Contents

Definition

A multiset $\mathcal{X} = \langle X,\mu_X\rangle$ consists of a set $X$ and a function $\mu_X:U\to\mathbb{N}$, where $U$ is a universal set and $\mu_X(e) \gt 0$ if and only if $e\in X$.

We can add two multisets $\mathcal{X} = \langle X,\mu_X\rangle$ and $\mathcal{Y} = \langle Y,\mu_Y\rangle$ to get

$\mathcal{X} + \mathcal{Y} = \langle X\cup Y,\mu_X+\mu_Y\rangle.$

Note that we can write

$k\mathcal{X} = \langle X,k\mu_X\rangle$

for $k\in\mathbb{N}$.

We can also define an inner product of multisets via

$\langle \mathcal{X},\mathcal{Y}\rangle = \sum_{e\in\mathcal{X}\cup \mathcal{Y}} \mu_X(e) \mu_Y(e).$

Note that when $\mathcal{X}$ and $\mathcal{Y}$ are simply sets, $\mu_X$ and $\mu_Y$ are the characteristic functions and

$\langle \mathcal{X},\mathcal{Y}\rangle = |X\cap Y|,$

where $|\cdot|$ denotes the cardinality of the set.
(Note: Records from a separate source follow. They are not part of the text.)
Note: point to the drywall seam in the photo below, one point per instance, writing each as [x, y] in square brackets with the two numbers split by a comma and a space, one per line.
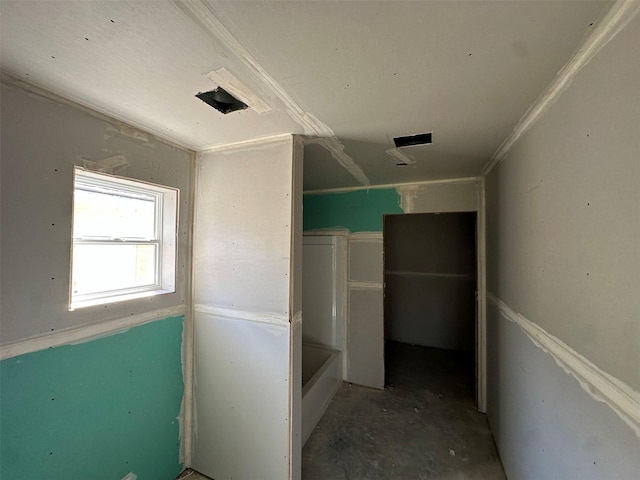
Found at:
[92, 110]
[393, 185]
[259, 317]
[364, 285]
[297, 319]
[601, 386]
[481, 320]
[246, 144]
[187, 428]
[228, 81]
[85, 333]
[620, 14]
[202, 16]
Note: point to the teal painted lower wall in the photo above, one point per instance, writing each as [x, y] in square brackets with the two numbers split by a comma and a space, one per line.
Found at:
[358, 211]
[97, 410]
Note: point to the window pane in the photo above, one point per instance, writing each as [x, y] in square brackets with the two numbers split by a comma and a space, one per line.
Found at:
[99, 268]
[112, 216]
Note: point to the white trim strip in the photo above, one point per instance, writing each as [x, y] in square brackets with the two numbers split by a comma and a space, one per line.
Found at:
[364, 285]
[86, 333]
[393, 185]
[260, 317]
[453, 276]
[203, 16]
[620, 14]
[600, 385]
[481, 326]
[365, 237]
[246, 144]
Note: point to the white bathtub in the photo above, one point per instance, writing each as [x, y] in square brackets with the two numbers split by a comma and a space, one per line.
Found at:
[321, 378]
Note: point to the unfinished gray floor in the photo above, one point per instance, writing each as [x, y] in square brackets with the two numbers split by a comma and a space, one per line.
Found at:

Using this inner product, we can define the angle between multisets as

$\cos\theta_{\mathcal{X},\mathcal{Y}} = \frac{\langle \mathcal{X},\mathcal{Y}\rangle}{\sqrt{\langle \mathcal{X},\mathcal{X}\rangle \langle \mathcal{Y},\mathcal{Y}\rangle}}.$

In particular, when $\mathcal{X}=\mathcal{Y}$ we have

$cos\theta_{{\mathcal{X}},{\mathcal{Y}}} = 1$

and when $X\cap Y = \emptyset$ we have

$cos\theta_{{\mathcal{X}},{\mathcal{Y}}} = 0.$

When $\mathcal{X}$ and $\mathcal{Y}$ are simply sets, the angle between them is given by

$cos\theta_{{\mathcal{X}},{\mathcal{Y}}} = \frac{|X\cap Y|}{\sqrt{|X||Y|}}.$

With this notion of addition, the collection of multisets in $U$ becomes the $\mathbb{N}$-module (that is abelian monoid) $\mathbb{N}^U$; this inner product makes it an inner product space analogous to the Banach space $\mathbb{R}^n$.

Machine Learning

The inner product of multisets is closely related to the “bag of words” kernel in machine learning (see n-Cafe).